1. Rule heard. Mr. Godhamgaonkar for the petitioner and Mr. Choudhary, Government Pleader, for the respondents. Mr. Choudhary waives service on behalf of the respondents. By consent of the parties, petition taken up today.
2. Admittedly, the petitioner was working as Police Patil at village Illegaon, Taluka Billoli, District Nanded, with effect from 10th September, 1980 and his appointment was initially for a period of five years. Respondent No. 2 is the competent authority of the petitioner. There is no dispute the Crime No. 41 of 1982 under Ss. 323, 448, 504 & 506, I.P.C. was registered against the petitioner at Dharmabad Police Station and during the stage of investigation, he was arrested on 27th July, 1982 and was released on bail. A charge-sheet against him has also been filed in the relevant Court. The intimation regarding the registration of offence was sent to the Sub-Divisional Magistrate. i.e., respondent No. 2, by the P.S.I. and vide order dated 14th September, 1982 the petitioner came to be suspended as the complaint came to be filed against him.

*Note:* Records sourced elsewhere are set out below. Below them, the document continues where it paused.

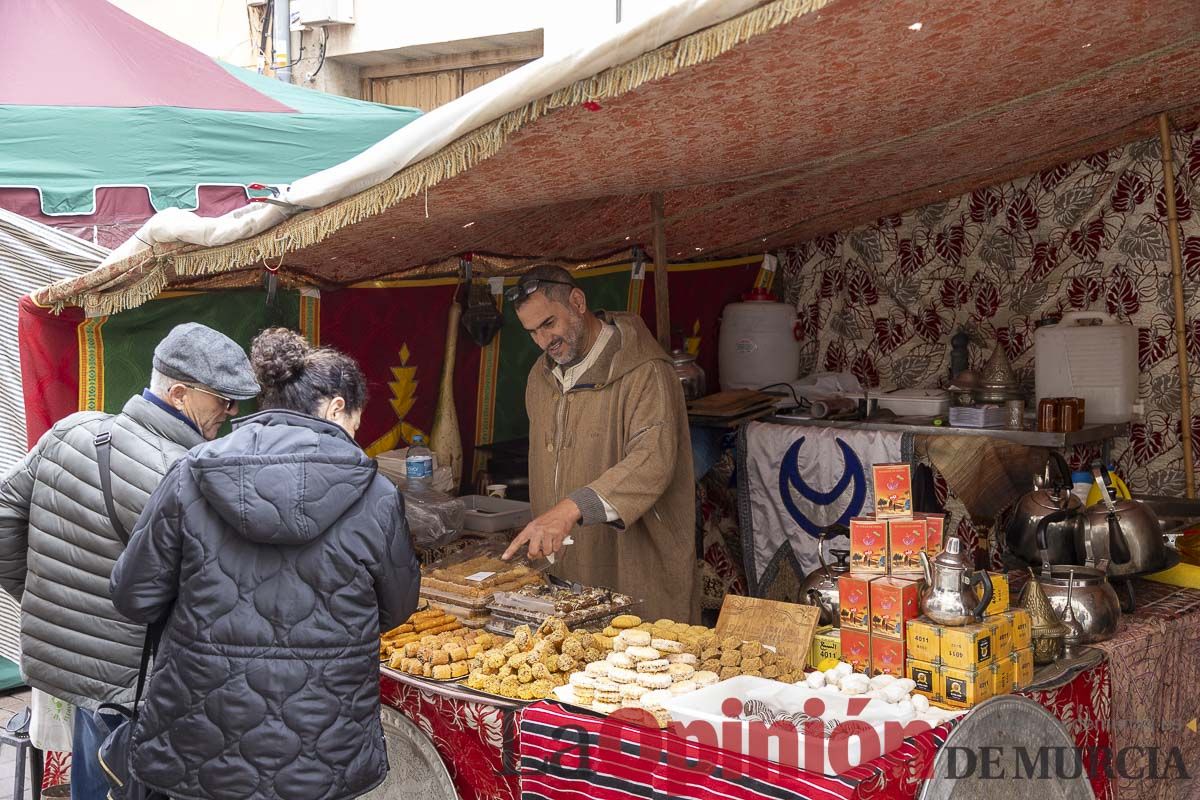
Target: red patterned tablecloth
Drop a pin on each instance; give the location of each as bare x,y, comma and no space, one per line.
469,737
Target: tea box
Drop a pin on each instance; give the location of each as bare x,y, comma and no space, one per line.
1002,677
826,644
927,675
893,489
964,689
853,596
869,545
894,601
1023,627
906,540
856,649
924,641
887,656
1001,636
1000,595
1023,668
967,647
935,530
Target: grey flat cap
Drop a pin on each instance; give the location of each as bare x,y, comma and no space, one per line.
197,354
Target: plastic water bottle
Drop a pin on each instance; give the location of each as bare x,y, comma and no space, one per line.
419,464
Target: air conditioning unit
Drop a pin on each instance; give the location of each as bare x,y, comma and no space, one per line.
318,13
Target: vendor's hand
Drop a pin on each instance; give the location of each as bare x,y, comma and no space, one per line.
545,534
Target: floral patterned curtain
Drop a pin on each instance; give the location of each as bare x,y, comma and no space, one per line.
883,300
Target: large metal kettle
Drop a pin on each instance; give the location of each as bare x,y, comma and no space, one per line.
948,596
1053,495
820,587
1123,533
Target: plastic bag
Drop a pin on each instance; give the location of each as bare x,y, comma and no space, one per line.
52,726
435,518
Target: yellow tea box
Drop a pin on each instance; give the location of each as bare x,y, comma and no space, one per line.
924,641
927,675
1000,594
964,689
826,644
967,647
1023,627
1002,677
1023,668
1001,636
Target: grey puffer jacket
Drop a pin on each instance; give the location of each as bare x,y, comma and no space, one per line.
279,553
58,548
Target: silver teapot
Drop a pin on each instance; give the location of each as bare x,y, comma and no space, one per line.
948,596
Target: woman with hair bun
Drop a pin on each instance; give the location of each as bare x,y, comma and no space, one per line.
273,559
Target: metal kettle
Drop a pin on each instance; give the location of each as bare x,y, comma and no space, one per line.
1051,497
820,587
949,578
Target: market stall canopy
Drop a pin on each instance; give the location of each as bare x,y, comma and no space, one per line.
93,97
762,124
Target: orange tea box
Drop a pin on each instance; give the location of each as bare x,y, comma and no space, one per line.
893,489
935,529
924,641
927,675
887,656
906,540
894,601
853,595
869,545
856,649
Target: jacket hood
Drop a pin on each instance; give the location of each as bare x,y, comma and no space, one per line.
282,477
629,349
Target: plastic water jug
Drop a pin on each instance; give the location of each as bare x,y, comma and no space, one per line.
1090,355
759,343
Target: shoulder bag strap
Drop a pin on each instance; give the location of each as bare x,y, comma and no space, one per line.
103,443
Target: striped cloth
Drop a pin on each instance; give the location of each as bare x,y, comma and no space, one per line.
31,256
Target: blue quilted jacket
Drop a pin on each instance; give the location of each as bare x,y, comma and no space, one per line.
279,553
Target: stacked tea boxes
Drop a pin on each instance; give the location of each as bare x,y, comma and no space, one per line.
882,591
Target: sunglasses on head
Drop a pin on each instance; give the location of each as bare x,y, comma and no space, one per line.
526,288
228,401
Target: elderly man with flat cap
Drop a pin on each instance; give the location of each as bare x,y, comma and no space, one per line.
65,511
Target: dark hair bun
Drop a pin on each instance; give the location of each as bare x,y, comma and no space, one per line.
279,355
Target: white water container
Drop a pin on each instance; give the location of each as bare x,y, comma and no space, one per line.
1090,355
757,343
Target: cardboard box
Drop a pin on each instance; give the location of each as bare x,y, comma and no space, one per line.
1023,627
927,675
887,656
964,689
1001,636
1023,668
935,531
924,641
906,541
894,601
1002,677
853,595
893,489
967,647
856,649
826,644
1000,595
869,545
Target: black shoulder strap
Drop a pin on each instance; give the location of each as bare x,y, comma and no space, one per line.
103,443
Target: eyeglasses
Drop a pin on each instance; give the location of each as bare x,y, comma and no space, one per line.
228,401
526,288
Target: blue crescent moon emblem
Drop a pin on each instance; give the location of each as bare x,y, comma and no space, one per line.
852,474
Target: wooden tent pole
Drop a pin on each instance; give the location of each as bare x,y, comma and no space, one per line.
661,294
1181,343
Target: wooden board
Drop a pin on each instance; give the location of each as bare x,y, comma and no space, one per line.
789,627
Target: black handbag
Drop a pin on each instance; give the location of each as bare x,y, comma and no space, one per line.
115,752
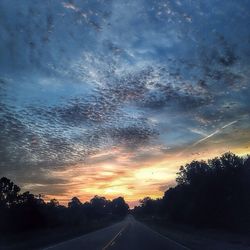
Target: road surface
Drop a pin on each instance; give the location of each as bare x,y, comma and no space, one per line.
129,234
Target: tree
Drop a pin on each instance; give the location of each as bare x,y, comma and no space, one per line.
74,203
9,192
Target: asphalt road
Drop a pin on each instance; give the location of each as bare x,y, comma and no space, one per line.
129,234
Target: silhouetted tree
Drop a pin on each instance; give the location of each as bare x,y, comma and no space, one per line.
215,193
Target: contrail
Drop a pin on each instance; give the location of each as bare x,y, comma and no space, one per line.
208,136
215,132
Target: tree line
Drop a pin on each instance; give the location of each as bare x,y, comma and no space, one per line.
213,193
22,212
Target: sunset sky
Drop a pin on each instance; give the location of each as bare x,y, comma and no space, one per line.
111,97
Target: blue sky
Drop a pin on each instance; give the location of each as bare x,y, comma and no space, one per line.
130,83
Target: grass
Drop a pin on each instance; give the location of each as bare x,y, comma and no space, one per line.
196,238
41,238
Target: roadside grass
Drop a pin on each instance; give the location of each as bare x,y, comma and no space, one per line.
42,238
197,238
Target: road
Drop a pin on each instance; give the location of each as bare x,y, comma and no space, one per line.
129,234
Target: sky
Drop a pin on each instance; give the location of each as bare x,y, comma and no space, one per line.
111,97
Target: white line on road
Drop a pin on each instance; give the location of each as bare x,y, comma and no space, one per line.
165,237
112,242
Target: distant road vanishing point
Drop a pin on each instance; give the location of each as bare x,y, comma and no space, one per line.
129,234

3. It was the grievance of the petitioner that before suspending him from the post of Police Patil, he was got given any hearing by the competent authority nor had the competent authority used the power judicially before passing the impugned order of suspension against him. This point was considered by Division Bench of this Court in writ Petition No. 203-A of 1982, Dhondiraj Vithalrao Patil v. State of Maharashtra, decided on 5th July, 1982. In that writ petition the order of suspension in similar circumstances was quashed and it was held that in cases of this kind suspension works as a penalty and the rules of natural justice require hat the petitioner must be heard before any such order of suspension is passed.

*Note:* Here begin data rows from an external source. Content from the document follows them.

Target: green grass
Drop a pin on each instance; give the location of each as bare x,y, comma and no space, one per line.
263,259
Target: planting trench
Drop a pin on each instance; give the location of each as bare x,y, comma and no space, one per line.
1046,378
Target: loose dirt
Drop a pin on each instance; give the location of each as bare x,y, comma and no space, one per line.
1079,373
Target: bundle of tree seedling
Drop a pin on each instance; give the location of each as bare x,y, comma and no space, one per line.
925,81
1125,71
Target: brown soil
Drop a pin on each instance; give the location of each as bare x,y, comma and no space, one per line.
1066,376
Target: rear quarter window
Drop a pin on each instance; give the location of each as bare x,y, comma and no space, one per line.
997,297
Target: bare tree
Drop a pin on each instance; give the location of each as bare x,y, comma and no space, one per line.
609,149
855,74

4. Mr. Choudhary, learned Government Pleader, fairly conceded before us that no hearing was given before the impugned order of suspension was passed against the petitioner. He also fairly conceded before us that the papers received from respondent No. 2 did not indicate that the competent authority had perused the papers of investigation for his subjective satisfaction before the order of suspension was passed against the petitioner.

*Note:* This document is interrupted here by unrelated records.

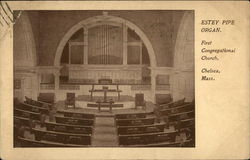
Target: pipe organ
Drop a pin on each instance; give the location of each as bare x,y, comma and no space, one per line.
103,49
105,44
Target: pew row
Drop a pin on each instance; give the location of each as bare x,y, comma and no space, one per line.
60,137
27,114
74,121
179,109
147,138
77,115
24,121
180,116
131,115
32,108
66,128
173,104
37,103
186,143
24,142
135,122
124,130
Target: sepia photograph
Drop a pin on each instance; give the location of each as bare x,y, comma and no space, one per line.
104,78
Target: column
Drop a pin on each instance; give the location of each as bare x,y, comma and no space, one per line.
153,84
85,40
125,45
57,82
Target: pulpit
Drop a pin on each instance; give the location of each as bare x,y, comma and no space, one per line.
139,101
70,101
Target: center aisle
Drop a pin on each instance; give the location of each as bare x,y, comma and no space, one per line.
104,132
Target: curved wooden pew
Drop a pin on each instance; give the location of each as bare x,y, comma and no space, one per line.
186,143
124,130
181,116
31,108
147,138
173,104
178,109
24,121
131,116
67,128
135,122
27,114
187,123
74,121
37,103
33,143
66,138
77,115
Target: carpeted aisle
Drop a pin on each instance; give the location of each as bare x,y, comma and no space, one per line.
104,132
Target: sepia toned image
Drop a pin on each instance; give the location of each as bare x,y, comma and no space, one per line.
104,78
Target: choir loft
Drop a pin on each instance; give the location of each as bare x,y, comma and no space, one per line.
104,79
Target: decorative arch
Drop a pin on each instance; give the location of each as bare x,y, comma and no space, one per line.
30,56
100,19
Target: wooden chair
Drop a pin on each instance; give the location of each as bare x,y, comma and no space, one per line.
139,101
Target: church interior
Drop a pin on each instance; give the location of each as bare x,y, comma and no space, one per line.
113,78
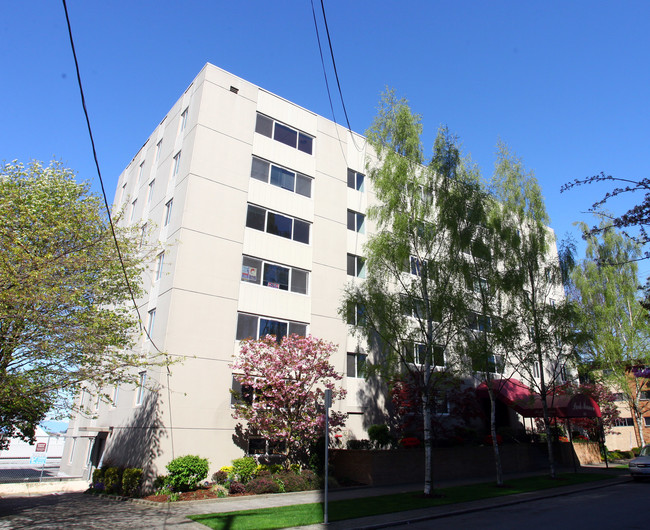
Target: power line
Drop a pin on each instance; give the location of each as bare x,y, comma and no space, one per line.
101,181
336,74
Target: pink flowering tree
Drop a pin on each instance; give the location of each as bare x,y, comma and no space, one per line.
282,390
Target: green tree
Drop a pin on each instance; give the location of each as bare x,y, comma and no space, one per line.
547,338
65,313
492,327
606,288
409,307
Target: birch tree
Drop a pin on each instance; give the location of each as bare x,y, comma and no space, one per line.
409,307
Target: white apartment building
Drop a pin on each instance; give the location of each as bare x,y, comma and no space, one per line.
259,208
258,204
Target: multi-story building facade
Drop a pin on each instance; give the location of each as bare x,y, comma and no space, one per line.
258,206
251,198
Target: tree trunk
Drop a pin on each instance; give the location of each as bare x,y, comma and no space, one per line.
493,431
428,451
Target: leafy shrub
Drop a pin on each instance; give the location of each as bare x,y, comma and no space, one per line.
261,485
312,479
379,435
186,471
244,468
113,480
220,477
293,482
220,490
359,444
131,481
236,487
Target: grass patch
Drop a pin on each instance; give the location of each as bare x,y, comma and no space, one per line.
306,514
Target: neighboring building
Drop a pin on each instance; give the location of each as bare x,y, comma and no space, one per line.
259,205
626,434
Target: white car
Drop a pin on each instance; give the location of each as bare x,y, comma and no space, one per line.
640,466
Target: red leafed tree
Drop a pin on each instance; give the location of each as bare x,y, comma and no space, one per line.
605,399
282,393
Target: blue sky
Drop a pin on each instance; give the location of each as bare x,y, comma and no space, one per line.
565,84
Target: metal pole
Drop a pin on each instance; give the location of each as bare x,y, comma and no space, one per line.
328,404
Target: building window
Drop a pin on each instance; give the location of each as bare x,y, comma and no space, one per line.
277,224
151,322
416,265
356,314
177,163
281,177
357,364
116,393
479,322
355,180
254,326
152,185
168,212
140,392
160,260
141,171
284,134
356,221
74,445
415,353
275,276
143,234
356,266
183,120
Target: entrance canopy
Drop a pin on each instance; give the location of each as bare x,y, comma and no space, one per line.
519,397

5. In these circumstances, the order of suspension dated 14th September, 1982 passed by respondent No. 2 against the petitioner is hereby set aside. It will, however, be open to respondent No. 2 to pass a fresh order according to law after giving an opportunity to the petitioner of being heard in the matter in the light of the judgment of the Division Bench referred to above.
6. Accordingly, the rule is made absolute with no order as to costs.